Omnibus budget bills have severely damaged our democracy. The Harper administration has used omnibus bills to devastate centuries-old environmental legislation, curb free speech, and cut billions in funding from health care. A single omnibus bill in spring 2012 (C-38) changed 70 laws, which even former Conservative ministers said undermined our fisheries and environment.

The Green Party will work to end the illegitimate use of omnibus bills. These sweeping bills have no place in our democracy. In addition to ending the use of omnibus bills, Green MPs will restore all the environmental protections that the Harper government has eliminated over the past ten years.

Due to Stephen Harper’s shocking use of prorogation to avoid political embarrassment and confidence votes he knew he would lose, Canada now needs to control access to prorogation by requiring a 2/3 vote in Parliament. We need new rules to require the summoning of a new parliament (within 30 days of an election) and for the dissolution of Parliament.

We will work to end the “American-style” attack politics that is slowly becoming the norm in Canada, slashing the budget of the Prime Minister’s Office (PMO) by 50 percent. The PMO is a taxpayer-funded office that has become a partisan central agency, controlling all government MPs, Cabinet ministers, all operations, and even attempting to force non-partisan civil servants into partisan schemes.

The PMO now constitutes a daily contempt of Parliament. It spews out negative, partisan, and divisive campaigns. The PMO has exerted control over parliamentary legislative committees, demanding Conservative MPs attack witnesses who disagree with Conservative policy and whipping votes in committee. The PMO has (in violation of our Constitution) also dictated votes in the Senate and even attempted to interfere in an audit of Senate expenses.

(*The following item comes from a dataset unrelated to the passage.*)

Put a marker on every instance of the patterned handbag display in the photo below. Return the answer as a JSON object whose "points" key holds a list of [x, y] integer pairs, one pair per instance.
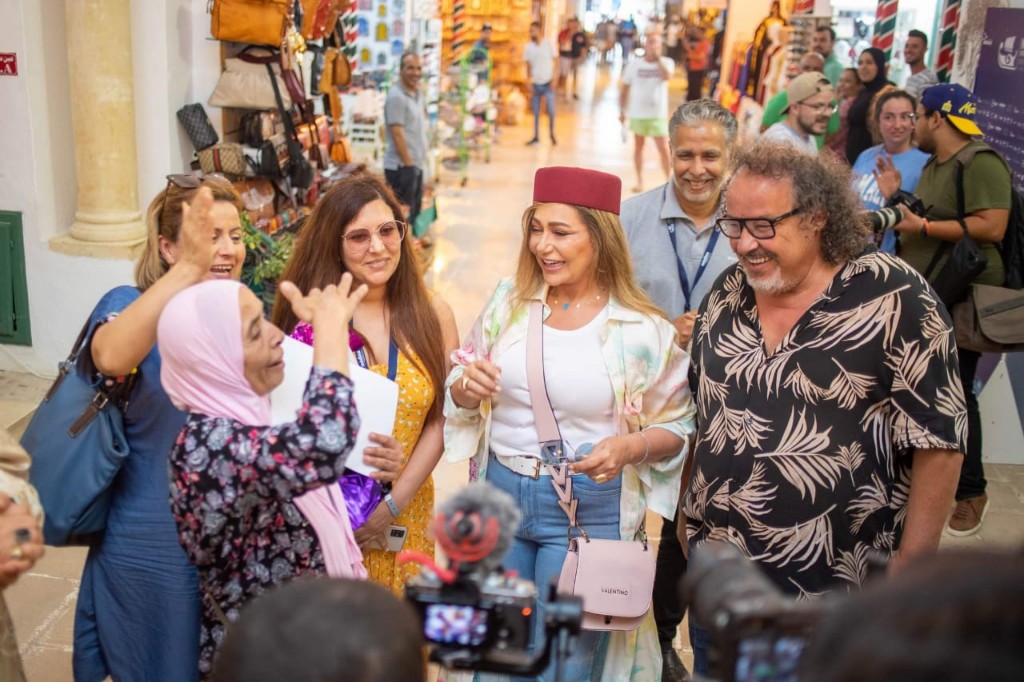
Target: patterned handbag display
{"points": [[227, 158], [198, 126]]}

We will slash the advertising budget of the federal government. All contracts must be publicly tendered on a website with decisions being removed from political operatives.

We must empower parliamentary committees to fully discharge their oversight responsibilities: appoint committee members for a full session of Parliament; select chairs through secret ballots and ensure adequate budgets; strengthen the mandates and establish genuine independence for officers of parliament (Parliamentary Budget Officer, Privacy and Information Commissioners, Auditor General, Commissioner for the Environment and Sustainable Development, Science Advisor, National Security Advisor).

We will overhaul Accountability, Conflict of Interest, Privacy and Access to Information legislation.

It is time to curtail patronage through use of an independent Public Appointments Commission.

We need to act to diversify and enliven the media in Canada. A robust news media is essential for an informed citizenry and a healthy democracy. Canada’s media has become dangerously concentrated in a few hands. Recommendations have been made in numerous reports and Royal Commissions. It is time to act on these recommendations and apply anti-trust legislation to corporate media, while restoring our public broadcaster and its essential role.

We will enshrine in the Constitution the right to a healthy environment.

We will act to reform the Senate. A comprehensive proposal for an elected Senate by proportional representation must be developed and approved by Canadians in a national referendum. It is time to grasp the nettle and amend the constitutional amending formula to approve changes through a referendum mechanism.

The PMO is not part of our system of government. It is not even mentioned in the Constitution. It was invented in 1970. While initially exerting a minor level of control, it has become too powerful, too centralized, and too unaccountable – its budget needs to be cut and practices reformed.

We must protect the fundamental principle that the prime minister reports to parliament; not the other way around.